Staunton Harold Hall is a large 18th-century Grade I listed country house built by the Earls Ferrers, situated within the 2000 acre Staunton Harold Park in Staunton Harold, Leicestershire, England, which includes the 17th-century Grade I listed Holy Trinity Chapel (Staunton Harold church).

==History==
The Shirley family had lived in Staunton Harold for many generations. Sir Robert Shirley built the church in the hall grounds in 1653 in the Commonwealth era.

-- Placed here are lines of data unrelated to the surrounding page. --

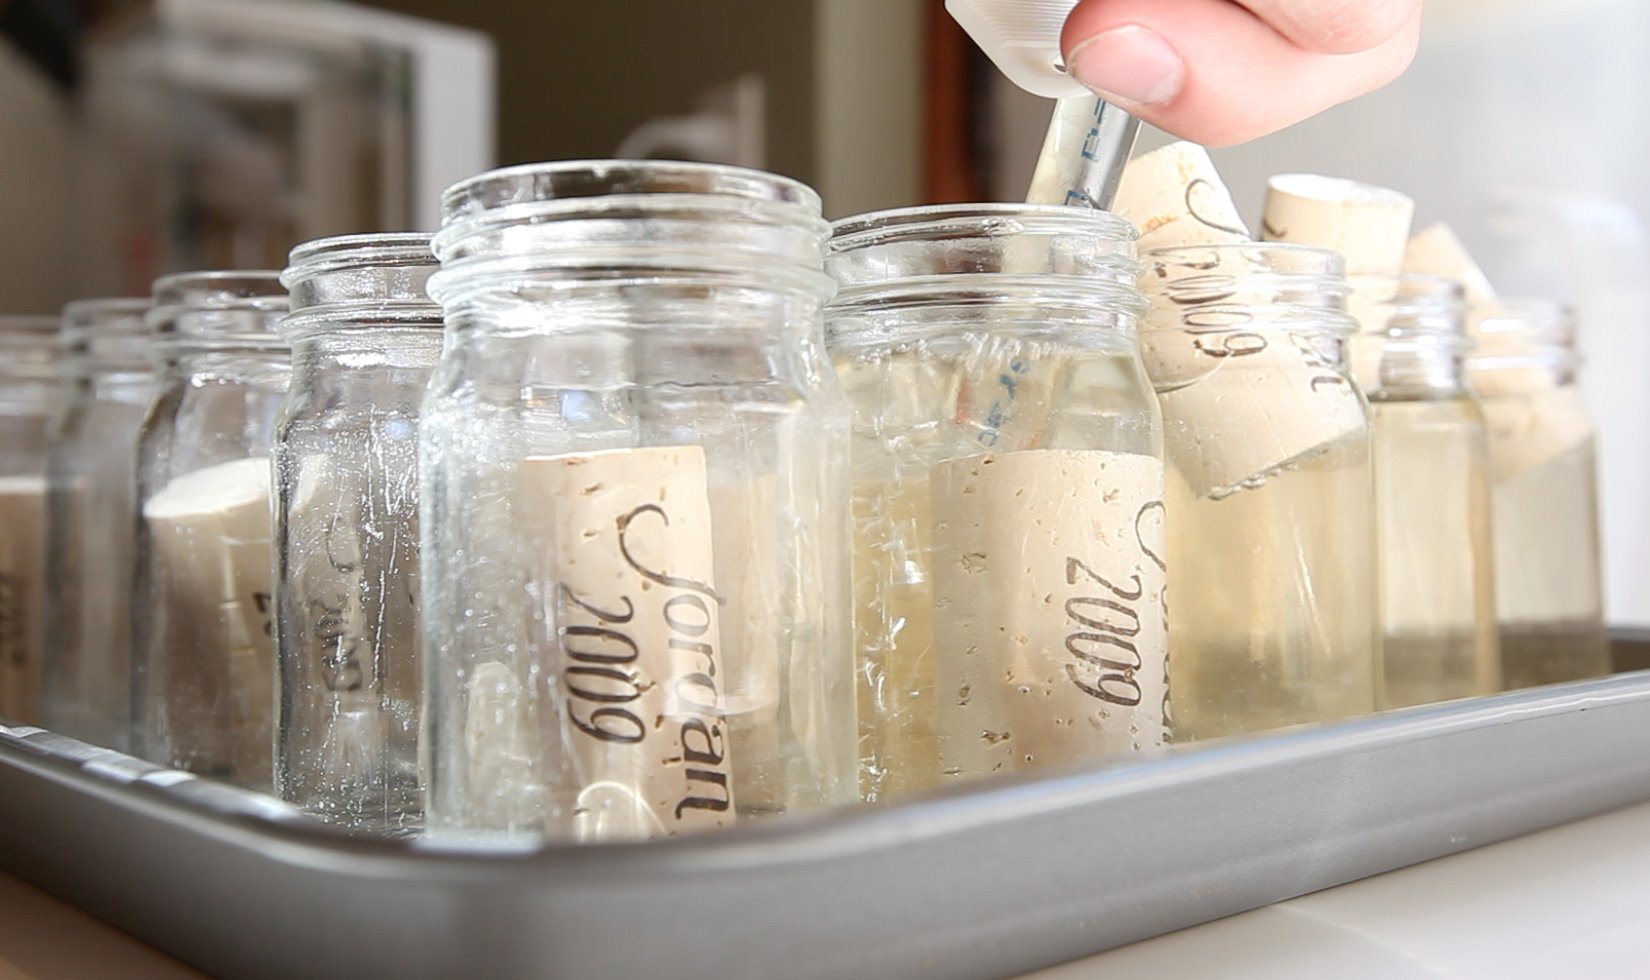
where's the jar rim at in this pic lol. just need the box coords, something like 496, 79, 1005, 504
149, 270, 290, 349
0, 316, 61, 336
1348, 273, 1469, 345
63, 297, 150, 321
151, 270, 288, 313
282, 232, 438, 285
1470, 296, 1571, 334
1144, 241, 1345, 271
431, 161, 831, 304
828, 203, 1139, 252
440, 159, 822, 224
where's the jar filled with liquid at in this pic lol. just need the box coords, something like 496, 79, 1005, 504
1467, 299, 1609, 688
1141, 244, 1379, 740
0, 316, 67, 725
133, 273, 290, 788
422, 161, 854, 842
275, 234, 440, 833
826, 205, 1164, 802
1349, 276, 1499, 708
43, 299, 154, 748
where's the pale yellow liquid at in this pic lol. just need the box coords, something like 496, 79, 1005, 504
840, 341, 1160, 800
1166, 431, 1380, 740
1370, 398, 1500, 708
851, 475, 937, 800
1490, 436, 1611, 688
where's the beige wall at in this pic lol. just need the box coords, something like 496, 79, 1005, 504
813, 0, 924, 219
0, 45, 77, 314
360, 0, 924, 217
357, 0, 822, 186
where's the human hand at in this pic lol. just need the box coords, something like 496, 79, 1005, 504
1061, 0, 1422, 146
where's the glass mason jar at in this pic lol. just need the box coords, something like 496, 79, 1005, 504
43, 299, 155, 749
1467, 299, 1609, 688
1140, 244, 1379, 740
0, 317, 67, 726
274, 234, 441, 833
422, 161, 854, 842
826, 205, 1165, 802
133, 272, 291, 789
1348, 276, 1500, 708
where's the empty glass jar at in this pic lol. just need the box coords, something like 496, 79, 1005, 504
1348, 276, 1499, 708
133, 272, 290, 788
274, 234, 441, 833
0, 316, 67, 726
827, 205, 1164, 802
43, 299, 155, 748
1141, 244, 1379, 740
422, 161, 854, 842
1468, 299, 1609, 688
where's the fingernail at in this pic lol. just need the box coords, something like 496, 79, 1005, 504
1067, 25, 1185, 106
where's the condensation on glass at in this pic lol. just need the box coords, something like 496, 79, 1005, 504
0, 317, 67, 726
274, 234, 441, 834
43, 299, 155, 749
825, 205, 1165, 803
1140, 244, 1379, 740
422, 161, 855, 842
1467, 299, 1609, 689
132, 273, 290, 789
1348, 276, 1500, 708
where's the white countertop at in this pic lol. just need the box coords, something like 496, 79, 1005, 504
1034, 800, 1650, 978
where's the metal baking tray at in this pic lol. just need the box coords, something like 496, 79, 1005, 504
4, 634, 1650, 980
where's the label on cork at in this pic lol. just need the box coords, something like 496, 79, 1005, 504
144, 457, 276, 786
931, 450, 1168, 781
519, 446, 735, 841
1480, 387, 1595, 484
1144, 251, 1369, 499
0, 475, 46, 725
1113, 142, 1252, 251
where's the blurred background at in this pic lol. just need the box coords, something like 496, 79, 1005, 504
3, 0, 1648, 623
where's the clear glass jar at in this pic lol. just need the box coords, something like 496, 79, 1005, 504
0, 317, 67, 725
1141, 244, 1379, 740
42, 299, 155, 748
133, 273, 291, 789
422, 161, 854, 842
825, 205, 1164, 802
274, 234, 441, 833
1348, 276, 1500, 708
1467, 299, 1610, 688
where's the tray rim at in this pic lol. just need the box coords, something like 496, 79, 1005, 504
3, 659, 1650, 978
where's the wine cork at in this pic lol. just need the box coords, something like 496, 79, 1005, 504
1112, 142, 1251, 251
1261, 174, 1415, 275
1241, 174, 1411, 486
519, 446, 735, 841
1142, 244, 1369, 499
706, 473, 783, 812
144, 457, 277, 786
0, 475, 47, 725
462, 659, 546, 831
932, 450, 1167, 781
1117, 151, 1366, 498
1404, 223, 1497, 304
1480, 387, 1595, 484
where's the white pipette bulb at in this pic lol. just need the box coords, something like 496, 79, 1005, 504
945, 0, 1088, 99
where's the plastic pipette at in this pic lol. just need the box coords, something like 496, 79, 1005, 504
945, 0, 1140, 210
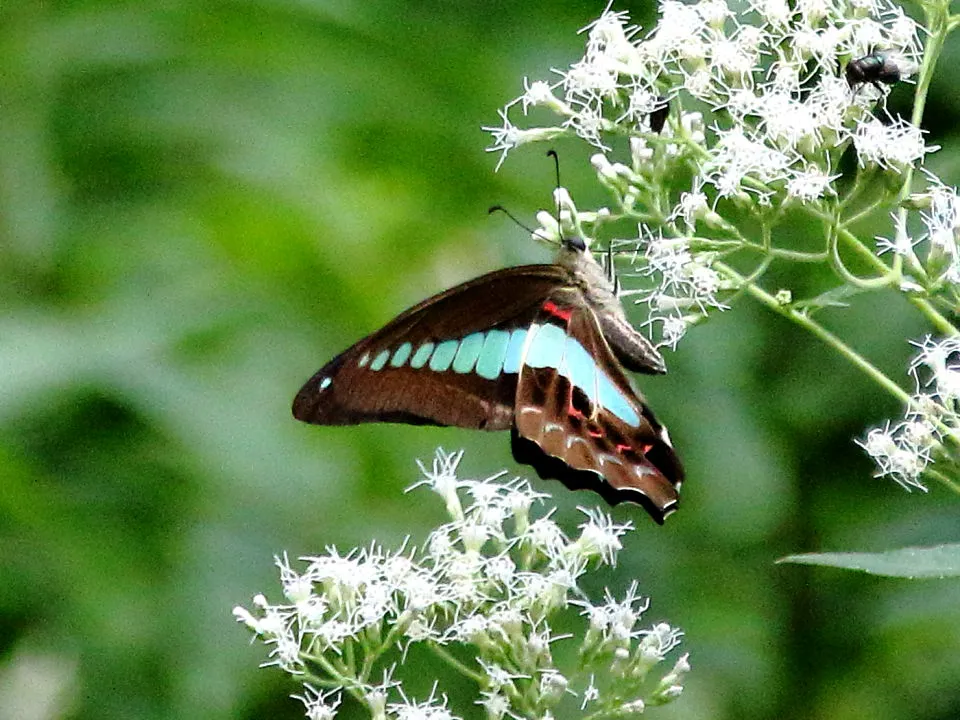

The present hall was originally a Jacobean building built for Robert Shirley, 1st Earl Ferrers as a family seat for the newly ennobled Shirley family and remained so until the 20th century. The fourth earl, Laurence Shirley, 4th Earl Ferrers, was tried, condemned and hanged for killing his steward. The hall was rebuilt in its present form in 1763 for Washington Shirley, 5th Earl Ferrers. It is a Georgian two-storey brick house with stone dressings in the form of a square enclosing a quadrangle. Sewallis Shirley, 10th Earl Ferrers inherited the hall in 1859 and sold most of the land. Robert Shirley, 12th Earl Ferrers gifted the church to the National Trust and put the estate up for auction. In 1955 it was acquired by Leonard Cheshire for use as a Cheshire Home and sold in 1980 to be used as a Sue Ryder Care home. The Hall once again became a family home in 2003.

The stable block is occupied by a number of small craft enterprises as the Ferrers Centre for Arts and Crafts.